Con queste parole Michele Santoro ha aperto la terza puntata di servizio pubblico, con le note di De Andrè (Il gorilla) come sottofondo.

Il presentatore non nasconde i dubbi che lui e tanti altri, specialmente giovani, hanno nei confronti delle prossime manovre che dovranno risollevare l’Italia dalla crisi; se ci troviamo in questa situazione è per colpa del mercato, quindi continuare a seguire logiche dettate proprio dal mercato non sembra esattamente il modo giusto per uscirne una volta per tutte.

Ciò nonostante la situazione era talmente difficile che non si poteva fare diversamente; l’acqua stava arrivando ad un livello troppo elevato e rischiava di compromettere l’integrità della nostra casa (l’Italia) e quella dei vicini (l’Europa intera).

Ed ecco che allora il presidente Napolitano è stato costretto a guardarsi intorno per trovare la persona più adatta ad intervenire in breve tempo; non sappiamo se i loghi idraulici di Monti & Co. risplendessero più degli altri o se fossero gli unici ad avere il telefono libero al momento della chiamata.

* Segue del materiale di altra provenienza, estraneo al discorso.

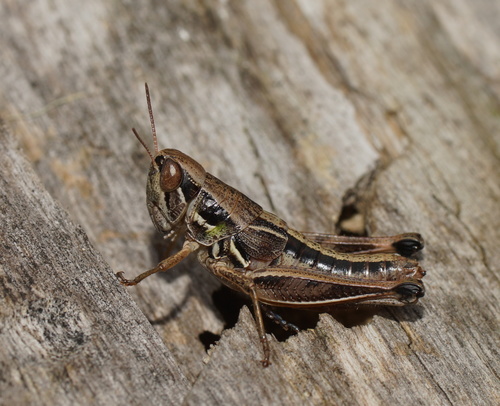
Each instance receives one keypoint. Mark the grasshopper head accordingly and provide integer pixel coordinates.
(174, 180)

Per adesso il neo premier ha dimostrato soprattutto attenzione al naming, sostituendo la tetra espressione “lacrime e sangue” con la più metabolizzabile “sacrifici ed equità”; ma in termini concreti si conosce ancora troppo poco.

Oli Rehn,  commissario agli Affari economici e finanziari, spera che sia Peppone che Don Camillo sostengano il nuovo governo; se è vero, come affermato nell’ultimo vertice tra Monti, Merkel e Sarkozy, che la caduta dell’Italia farebbe crollare anche l’euro, sono in tanti ad augurarselo…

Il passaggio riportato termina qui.